Birbirlerine ilk dokundukları andı, vücud ısılarını keşfettikleri andı. İkisininde avuç içleri yanıyor, ikisininde gözlerinden alev fışkırıyordu. Aşktı bu, aşkın en saf en temiz haliydi. Duru bir şekilde sevmiş iki kalbin miladını ilan ettiği, gökyüzünün ikiye ayrılıp yeryüzüne huzur tohumları serptiği andı. İkisininde gözlerinden süzülen aşkları, etraflarını sarmış duygu yükünü ikisininde omzuna koymuştu. Mirza, omuzlarında tuttuğu elini hafifçe aşağı indirip kollarını bıraktı, fakat Milen hâlâ aynı şekilde göğsüne tutunduğu ellerini bırakmıyordu.
Bırakamıyordu.

Avuç içlerinde sevdiği adamın kalp atışlarını hissederken bırakmak, Mirza yokken kendine verdiği sözleri yutup, gururunun göğsünü kabartacaktı, bunu yapmak istemedi.

Mirza, Milen'in göğsündeki elleriyle ne kadar mantıklı hareket edemesede, gözlerinin içine bakan koyu yeşil gözlerin neden bu kadar derinleştiğini neden bu kadar ışıklı olduğunu anlamaya çalışıyordu.
Dünya durmuş gibi, etraf bulanıklaşmıştı. Sadece onlar vardı, ve onların bulanıklıkta saklamak istedikleri aşkları.
Onlar gibi, onları izleyen Yusuf ve Kübrada şaşkındı. Bir ara Yusuf'un Mirzaya ilerlemesi, Kübra tarafından durdurulmuştu. Bu anı bozmak istemiyorlardı.

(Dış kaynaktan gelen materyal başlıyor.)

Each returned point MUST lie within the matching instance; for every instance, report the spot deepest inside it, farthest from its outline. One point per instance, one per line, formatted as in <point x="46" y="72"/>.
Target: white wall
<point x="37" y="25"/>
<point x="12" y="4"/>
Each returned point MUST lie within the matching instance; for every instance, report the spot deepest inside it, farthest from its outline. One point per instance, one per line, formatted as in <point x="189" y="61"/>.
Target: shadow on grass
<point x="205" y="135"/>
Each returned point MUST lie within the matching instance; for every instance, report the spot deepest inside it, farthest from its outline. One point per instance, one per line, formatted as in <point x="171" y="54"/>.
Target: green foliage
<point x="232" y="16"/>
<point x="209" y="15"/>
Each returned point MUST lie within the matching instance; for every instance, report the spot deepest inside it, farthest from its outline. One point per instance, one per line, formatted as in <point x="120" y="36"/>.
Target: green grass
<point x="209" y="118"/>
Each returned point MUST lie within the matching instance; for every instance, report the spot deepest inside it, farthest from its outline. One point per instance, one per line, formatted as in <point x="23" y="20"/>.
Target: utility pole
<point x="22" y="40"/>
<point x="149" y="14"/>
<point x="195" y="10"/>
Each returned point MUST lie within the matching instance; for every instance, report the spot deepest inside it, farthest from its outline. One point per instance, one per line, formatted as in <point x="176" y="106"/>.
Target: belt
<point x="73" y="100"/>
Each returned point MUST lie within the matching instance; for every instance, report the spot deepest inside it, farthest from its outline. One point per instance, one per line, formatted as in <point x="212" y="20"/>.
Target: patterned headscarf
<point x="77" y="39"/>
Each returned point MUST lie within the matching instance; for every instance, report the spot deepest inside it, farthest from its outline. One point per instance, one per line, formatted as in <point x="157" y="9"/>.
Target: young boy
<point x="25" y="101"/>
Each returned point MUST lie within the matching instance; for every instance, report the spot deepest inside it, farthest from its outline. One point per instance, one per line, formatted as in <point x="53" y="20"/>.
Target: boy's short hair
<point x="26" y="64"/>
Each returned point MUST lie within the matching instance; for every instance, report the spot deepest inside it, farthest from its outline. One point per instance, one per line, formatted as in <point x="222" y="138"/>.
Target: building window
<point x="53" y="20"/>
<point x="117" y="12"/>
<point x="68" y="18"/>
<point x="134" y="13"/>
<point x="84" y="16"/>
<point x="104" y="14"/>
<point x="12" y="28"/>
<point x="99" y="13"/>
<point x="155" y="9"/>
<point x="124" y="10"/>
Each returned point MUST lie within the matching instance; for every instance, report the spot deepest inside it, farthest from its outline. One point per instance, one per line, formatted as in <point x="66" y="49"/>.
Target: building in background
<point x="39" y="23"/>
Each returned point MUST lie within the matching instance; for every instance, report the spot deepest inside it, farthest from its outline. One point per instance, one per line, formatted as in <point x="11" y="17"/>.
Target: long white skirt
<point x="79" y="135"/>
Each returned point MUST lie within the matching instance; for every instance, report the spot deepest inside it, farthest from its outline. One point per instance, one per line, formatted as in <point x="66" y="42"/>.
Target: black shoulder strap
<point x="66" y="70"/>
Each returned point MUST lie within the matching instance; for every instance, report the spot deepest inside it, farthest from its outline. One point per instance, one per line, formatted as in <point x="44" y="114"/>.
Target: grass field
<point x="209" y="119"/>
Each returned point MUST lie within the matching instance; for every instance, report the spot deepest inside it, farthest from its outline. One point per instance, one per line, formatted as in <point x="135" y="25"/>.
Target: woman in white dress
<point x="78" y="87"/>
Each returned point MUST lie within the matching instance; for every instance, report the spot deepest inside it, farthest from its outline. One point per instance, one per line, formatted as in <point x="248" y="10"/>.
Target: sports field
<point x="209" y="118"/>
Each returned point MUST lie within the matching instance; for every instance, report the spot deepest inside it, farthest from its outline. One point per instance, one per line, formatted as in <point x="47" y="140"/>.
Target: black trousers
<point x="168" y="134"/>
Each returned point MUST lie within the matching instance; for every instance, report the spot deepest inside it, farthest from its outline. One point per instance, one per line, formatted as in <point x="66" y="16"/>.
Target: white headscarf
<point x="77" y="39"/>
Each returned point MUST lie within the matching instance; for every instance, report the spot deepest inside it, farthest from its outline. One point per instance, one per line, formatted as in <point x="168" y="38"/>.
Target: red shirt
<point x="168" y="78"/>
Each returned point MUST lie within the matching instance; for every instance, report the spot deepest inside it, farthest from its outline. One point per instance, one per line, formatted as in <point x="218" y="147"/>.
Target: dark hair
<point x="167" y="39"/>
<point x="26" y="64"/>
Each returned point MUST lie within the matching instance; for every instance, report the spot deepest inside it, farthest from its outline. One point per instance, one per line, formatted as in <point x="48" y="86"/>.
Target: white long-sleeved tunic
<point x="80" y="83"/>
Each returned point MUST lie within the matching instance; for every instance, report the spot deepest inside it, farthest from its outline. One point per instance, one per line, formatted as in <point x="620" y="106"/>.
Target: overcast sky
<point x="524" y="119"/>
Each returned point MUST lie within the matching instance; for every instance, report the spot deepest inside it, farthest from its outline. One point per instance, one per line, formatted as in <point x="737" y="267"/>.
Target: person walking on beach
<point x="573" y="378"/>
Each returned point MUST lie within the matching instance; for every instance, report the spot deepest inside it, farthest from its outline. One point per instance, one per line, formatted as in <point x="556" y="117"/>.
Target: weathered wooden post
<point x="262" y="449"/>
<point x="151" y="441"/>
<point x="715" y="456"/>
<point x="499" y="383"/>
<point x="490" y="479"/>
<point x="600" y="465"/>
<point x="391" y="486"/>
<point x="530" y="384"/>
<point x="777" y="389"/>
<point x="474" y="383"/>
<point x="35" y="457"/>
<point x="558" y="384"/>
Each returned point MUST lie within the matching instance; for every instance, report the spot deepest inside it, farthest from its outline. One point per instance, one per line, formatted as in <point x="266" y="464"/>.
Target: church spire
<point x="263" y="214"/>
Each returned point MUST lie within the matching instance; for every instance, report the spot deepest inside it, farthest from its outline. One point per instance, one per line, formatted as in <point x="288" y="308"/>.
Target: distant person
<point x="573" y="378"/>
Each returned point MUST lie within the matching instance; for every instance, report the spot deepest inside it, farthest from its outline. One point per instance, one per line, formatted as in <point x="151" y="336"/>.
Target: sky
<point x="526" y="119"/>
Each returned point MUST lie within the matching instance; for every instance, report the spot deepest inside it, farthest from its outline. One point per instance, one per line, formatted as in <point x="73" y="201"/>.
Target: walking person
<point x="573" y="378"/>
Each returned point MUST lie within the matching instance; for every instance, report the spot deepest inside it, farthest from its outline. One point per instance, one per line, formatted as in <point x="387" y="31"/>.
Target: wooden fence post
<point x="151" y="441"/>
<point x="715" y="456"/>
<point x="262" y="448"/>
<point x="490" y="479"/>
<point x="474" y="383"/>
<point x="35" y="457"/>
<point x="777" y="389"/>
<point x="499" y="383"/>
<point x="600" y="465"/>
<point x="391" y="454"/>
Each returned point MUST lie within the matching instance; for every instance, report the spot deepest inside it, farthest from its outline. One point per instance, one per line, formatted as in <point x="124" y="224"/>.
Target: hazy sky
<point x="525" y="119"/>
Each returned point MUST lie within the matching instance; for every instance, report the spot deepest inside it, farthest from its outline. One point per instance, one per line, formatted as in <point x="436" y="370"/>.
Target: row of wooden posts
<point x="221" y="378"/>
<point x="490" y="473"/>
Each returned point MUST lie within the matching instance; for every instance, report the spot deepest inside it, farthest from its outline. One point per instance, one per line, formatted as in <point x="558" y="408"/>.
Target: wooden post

Mirza, Milenin ellerini çekmek için bileklerini tuttu, ve yavaş yavaş kendinden uzaklaştırıp boşluğa bıraktı. Milen kendini yüksek bir yerden düşmüş gibi, nefesiz hissederken bir itirazda bulunamadı. Oysa ki hiç bırakmak istememişti.
Yusuf, daha fazla dayanamayacağını anlayıp Mirzanın omzuna elini koyup, sarıldığı anda Mirzanın onu eliyle itekleyerek durdurması bedeninin kaskatı kesilmesine neden olmuştu.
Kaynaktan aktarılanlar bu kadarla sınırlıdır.